Es knackt. Es lodert. Die Flammen leuchten auf. Ringsherum ist alles dunkel. Stille. Nur das Lagerfeuer mit seiner knisternden Wärme erzeugt ein stetig wechselndes und doch gleichbleibendes Geräusch. Hier draußen, umgeben von Dunkelheit und Kälte, umringt von hohen Nadelbäumen, auf dem Rücken liegend mit dem Blick zu den Sternen, ist die Welt noch in Ordnung. Atemluft, die sich wie eine dünne Wolke vor den Augen ausbreitet. Zeit für eine Auszeit. Eine Pause. Eine kurze Ruhezeit, bevor der Aufbruch zu neuen Ufern langsam Formen annimmt.

Der Herbst zeigt den Wandel jedes Jahr am deutlichsten an. Während der Frühling den Beginn des neuen Lebens mit zarten Knospen feiert, zelebriert der Herbst den Abschied in einem Meer aus bunten Farben. Große Maschinen fahren die letzte Ernte ein. Die Tage werden kürzer. Die Nächte länger. Und mit der Dunkelheit kehrt die Gemütlichkeit zurück in die Wohnstuben. Kerzenlicht. Heißer Tee. Süßes Gebäck, welches in den frischen Nachmittagsstunden eines Samstags gebacken wurde. Der Herbst ist die Zeit, zur Besinnung zu kommen, aufzuräumen und auszumisten. Zeit, sich auf das Ende vorzubereiten, das mit jedem Winter einher geht. 

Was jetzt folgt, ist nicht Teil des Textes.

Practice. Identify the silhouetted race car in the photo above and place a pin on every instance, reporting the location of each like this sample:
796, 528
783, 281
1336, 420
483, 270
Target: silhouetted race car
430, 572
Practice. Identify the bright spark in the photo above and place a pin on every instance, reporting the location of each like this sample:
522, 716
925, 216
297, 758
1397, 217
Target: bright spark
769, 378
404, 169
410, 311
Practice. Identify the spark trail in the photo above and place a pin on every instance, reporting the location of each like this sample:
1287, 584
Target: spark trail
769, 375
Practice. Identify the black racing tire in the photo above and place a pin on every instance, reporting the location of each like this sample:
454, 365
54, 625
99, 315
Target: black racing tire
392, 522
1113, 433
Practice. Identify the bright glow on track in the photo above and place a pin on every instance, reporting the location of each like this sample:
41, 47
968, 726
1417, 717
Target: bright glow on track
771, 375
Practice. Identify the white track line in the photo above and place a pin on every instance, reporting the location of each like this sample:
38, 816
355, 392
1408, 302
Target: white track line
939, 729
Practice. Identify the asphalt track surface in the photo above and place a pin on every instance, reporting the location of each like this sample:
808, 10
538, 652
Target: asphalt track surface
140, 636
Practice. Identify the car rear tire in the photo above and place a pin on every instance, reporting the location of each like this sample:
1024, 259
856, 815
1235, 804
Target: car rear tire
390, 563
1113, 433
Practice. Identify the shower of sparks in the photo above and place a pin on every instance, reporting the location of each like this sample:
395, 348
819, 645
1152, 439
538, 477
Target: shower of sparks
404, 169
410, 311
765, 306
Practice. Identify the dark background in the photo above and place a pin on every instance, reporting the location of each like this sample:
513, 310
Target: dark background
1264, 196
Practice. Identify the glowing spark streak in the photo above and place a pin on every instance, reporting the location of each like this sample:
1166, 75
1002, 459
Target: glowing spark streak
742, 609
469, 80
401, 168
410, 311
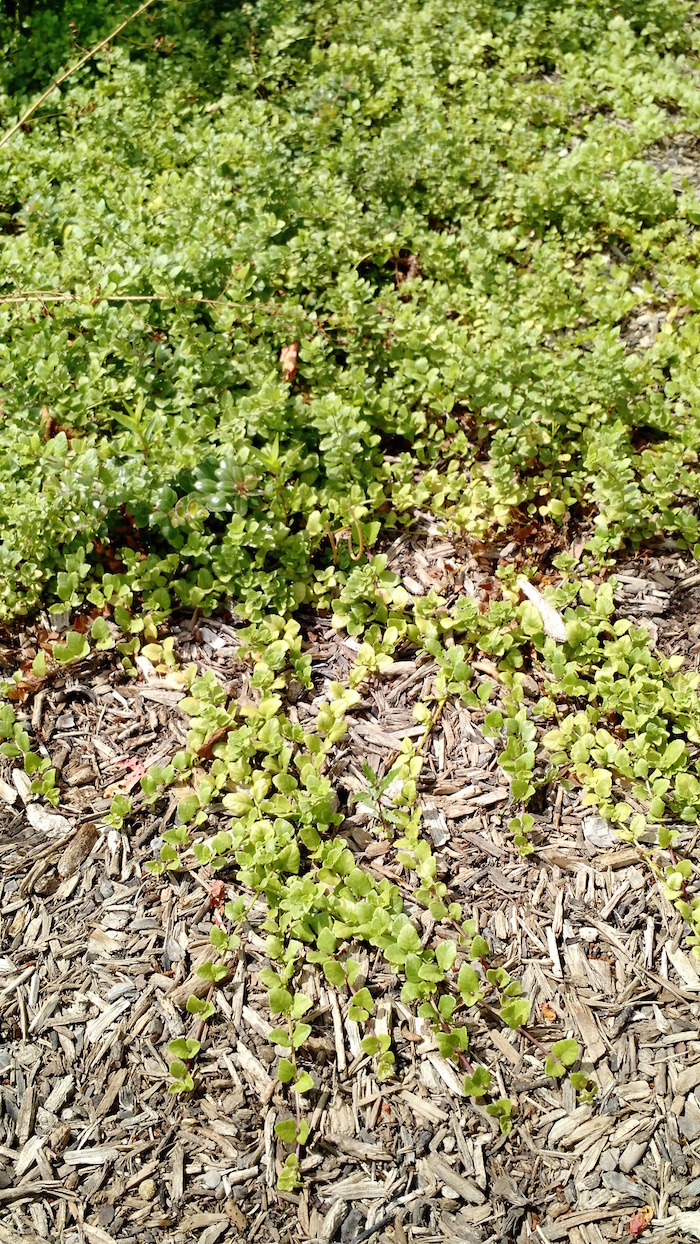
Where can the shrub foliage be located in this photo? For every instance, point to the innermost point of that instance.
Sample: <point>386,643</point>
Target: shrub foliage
<point>450,207</point>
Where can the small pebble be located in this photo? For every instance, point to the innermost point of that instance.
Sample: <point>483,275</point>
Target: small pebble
<point>632,1156</point>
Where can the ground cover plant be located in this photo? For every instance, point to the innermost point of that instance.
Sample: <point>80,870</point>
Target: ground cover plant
<point>275,280</point>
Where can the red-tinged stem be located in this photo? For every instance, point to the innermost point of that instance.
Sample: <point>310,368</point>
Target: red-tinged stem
<point>445,1028</point>
<point>683,890</point>
<point>524,1033</point>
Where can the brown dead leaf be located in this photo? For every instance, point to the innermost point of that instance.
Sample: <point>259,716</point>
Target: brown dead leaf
<point>289,358</point>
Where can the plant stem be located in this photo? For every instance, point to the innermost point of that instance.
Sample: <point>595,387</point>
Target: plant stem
<point>73,69</point>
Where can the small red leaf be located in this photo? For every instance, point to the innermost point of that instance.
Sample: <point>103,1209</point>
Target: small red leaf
<point>639,1220</point>
<point>287,360</point>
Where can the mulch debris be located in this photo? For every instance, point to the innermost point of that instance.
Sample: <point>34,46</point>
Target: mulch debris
<point>97,959</point>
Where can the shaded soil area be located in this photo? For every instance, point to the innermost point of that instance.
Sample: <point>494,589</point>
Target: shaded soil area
<point>97,959</point>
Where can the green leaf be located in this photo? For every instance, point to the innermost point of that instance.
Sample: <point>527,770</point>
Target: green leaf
<point>280,1002</point>
<point>364,999</point>
<point>566,1051</point>
<point>335,973</point>
<point>478,1084</point>
<point>445,954</point>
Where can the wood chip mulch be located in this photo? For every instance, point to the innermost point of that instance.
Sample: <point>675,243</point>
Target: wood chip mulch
<point>97,959</point>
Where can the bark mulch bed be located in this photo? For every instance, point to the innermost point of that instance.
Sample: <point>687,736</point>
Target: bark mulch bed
<point>97,959</point>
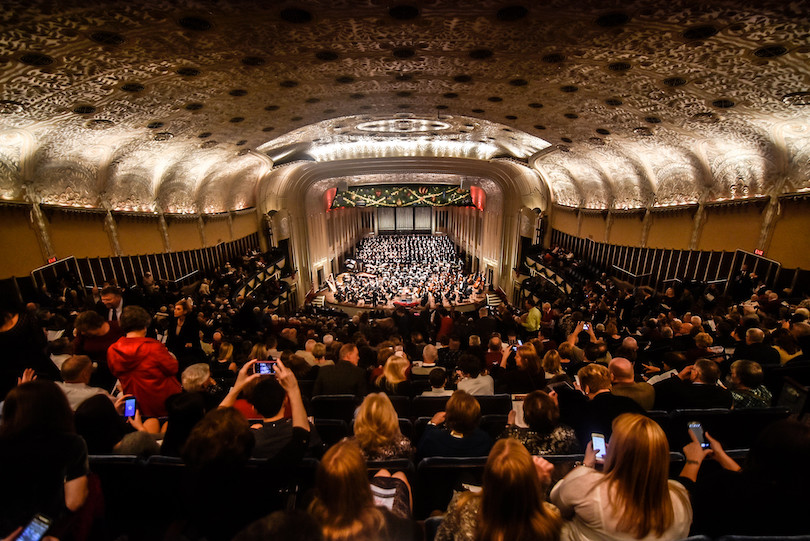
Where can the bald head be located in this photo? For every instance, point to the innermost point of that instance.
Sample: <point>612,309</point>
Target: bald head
<point>754,335</point>
<point>621,370</point>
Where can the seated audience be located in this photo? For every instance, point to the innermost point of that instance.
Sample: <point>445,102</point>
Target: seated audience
<point>94,336</point>
<point>473,377</point>
<point>461,435</point>
<point>745,384</point>
<point>438,380</point>
<point>595,407</point>
<point>343,378</point>
<point>144,366</point>
<point>632,497</point>
<point>77,372</point>
<point>394,378</point>
<point>43,462</point>
<point>623,383</point>
<point>344,502</point>
<point>511,504</point>
<point>216,453</point>
<point>695,387</point>
<point>545,434</point>
<point>755,349</point>
<point>552,364</point>
<point>767,496</point>
<point>106,432</point>
<point>278,437</point>
<point>525,377</point>
<point>376,430</point>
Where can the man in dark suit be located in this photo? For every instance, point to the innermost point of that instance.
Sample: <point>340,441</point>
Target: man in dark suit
<point>756,350</point>
<point>695,387</point>
<point>595,408</point>
<point>345,377</point>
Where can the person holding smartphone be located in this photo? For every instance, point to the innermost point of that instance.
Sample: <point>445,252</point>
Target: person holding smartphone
<point>43,462</point>
<point>618,503</point>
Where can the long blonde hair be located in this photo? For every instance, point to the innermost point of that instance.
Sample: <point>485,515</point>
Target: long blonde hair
<point>343,503</point>
<point>376,423</point>
<point>636,471</point>
<point>512,498</point>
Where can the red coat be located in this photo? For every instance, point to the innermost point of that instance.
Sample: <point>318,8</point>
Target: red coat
<point>147,370</point>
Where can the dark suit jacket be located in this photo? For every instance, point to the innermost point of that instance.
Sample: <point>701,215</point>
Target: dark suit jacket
<point>342,378</point>
<point>674,394</point>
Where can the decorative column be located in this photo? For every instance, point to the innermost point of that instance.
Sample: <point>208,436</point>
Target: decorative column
<point>201,227</point>
<point>38,221</point>
<point>112,231</point>
<point>164,233</point>
<point>769,218</point>
<point>608,225</point>
<point>646,224</point>
<point>698,222</point>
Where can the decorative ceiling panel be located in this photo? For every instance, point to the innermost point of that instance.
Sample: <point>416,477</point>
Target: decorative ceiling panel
<point>158,105</point>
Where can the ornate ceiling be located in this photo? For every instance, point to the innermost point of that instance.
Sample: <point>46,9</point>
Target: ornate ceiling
<point>186,106</point>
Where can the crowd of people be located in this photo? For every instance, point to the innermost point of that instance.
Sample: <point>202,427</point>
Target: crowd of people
<point>218,383</point>
<point>421,270</point>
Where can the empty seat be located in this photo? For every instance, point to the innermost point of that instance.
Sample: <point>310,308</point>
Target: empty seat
<point>427,406</point>
<point>495,404</point>
<point>437,477</point>
<point>335,406</point>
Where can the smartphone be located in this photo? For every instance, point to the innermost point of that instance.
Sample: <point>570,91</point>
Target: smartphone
<point>130,404</point>
<point>36,529</point>
<point>266,368</point>
<point>599,446</point>
<point>697,430</point>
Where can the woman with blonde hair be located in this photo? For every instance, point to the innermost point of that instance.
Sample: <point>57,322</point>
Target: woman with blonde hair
<point>552,364</point>
<point>344,501</point>
<point>394,379</point>
<point>632,498</point>
<point>376,430</point>
<point>511,504</point>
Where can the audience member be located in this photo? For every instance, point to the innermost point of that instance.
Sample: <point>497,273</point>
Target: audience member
<point>144,366</point>
<point>511,504</point>
<point>345,377</point>
<point>461,435</point>
<point>545,435</point>
<point>624,384</point>
<point>376,430</point>
<point>632,498</point>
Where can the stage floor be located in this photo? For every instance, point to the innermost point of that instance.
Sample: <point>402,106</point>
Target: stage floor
<point>402,299</point>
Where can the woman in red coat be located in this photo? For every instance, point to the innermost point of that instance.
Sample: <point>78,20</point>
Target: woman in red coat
<point>144,366</point>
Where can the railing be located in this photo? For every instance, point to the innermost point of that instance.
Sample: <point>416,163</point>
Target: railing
<point>177,267</point>
<point>657,267</point>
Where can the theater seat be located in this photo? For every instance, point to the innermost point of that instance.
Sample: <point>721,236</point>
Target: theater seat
<point>427,406</point>
<point>437,477</point>
<point>335,406</point>
<point>495,404</point>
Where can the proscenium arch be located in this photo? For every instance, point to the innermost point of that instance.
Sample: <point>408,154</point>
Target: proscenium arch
<point>288,188</point>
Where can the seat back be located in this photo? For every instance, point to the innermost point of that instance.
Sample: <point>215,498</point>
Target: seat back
<point>428,406</point>
<point>495,404</point>
<point>437,477</point>
<point>335,406</point>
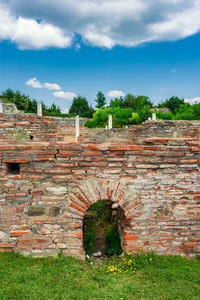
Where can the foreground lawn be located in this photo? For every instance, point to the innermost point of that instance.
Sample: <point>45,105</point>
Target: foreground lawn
<point>67,278</point>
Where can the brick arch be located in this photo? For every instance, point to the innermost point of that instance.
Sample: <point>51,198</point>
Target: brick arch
<point>92,190</point>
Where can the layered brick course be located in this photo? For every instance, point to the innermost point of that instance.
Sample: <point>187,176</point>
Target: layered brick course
<point>153,176</point>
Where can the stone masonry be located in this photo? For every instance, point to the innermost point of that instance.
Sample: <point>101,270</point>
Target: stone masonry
<point>48,182</point>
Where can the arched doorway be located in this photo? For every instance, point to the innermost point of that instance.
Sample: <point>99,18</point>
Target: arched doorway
<point>121,194</point>
<point>103,227</point>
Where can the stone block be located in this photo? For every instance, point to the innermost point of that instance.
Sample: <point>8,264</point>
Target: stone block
<point>36,211</point>
<point>52,211</point>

Tatsächlich bin ich müde. Mein Kopf schreit nach einer inneren Hygiene. Ausmisten. Entrümpeln. Aufräumen. Alles wegwerfen, für das es keine Verwendung mehr gibt. Dafür braucht es Ruhe, Achtsamkeit und vor allem das Fehlen von Stress. Aus diesem Grund mache ich eine kleine Pause. Ich ziehe den Stecker und kappe jede Verbindung. Nicht erreichbar sein, vielleicht ist das der neue Luxus. Also ziehe ich mich zurück. Vom 17. Oktober bis zum 24. Oktober schalte ich das Smartphone aus, fahr den Rechner runter und genieße das Knistern des Feuers. Vielleicht werde ich Sport machen, vielleicht joggen, Rad fahren oder schwimmen. Vielleicht werde ich am Kamin sitzen und lesen. Keine Ahnung. Ich werde es sehen, wenn es soweit ist.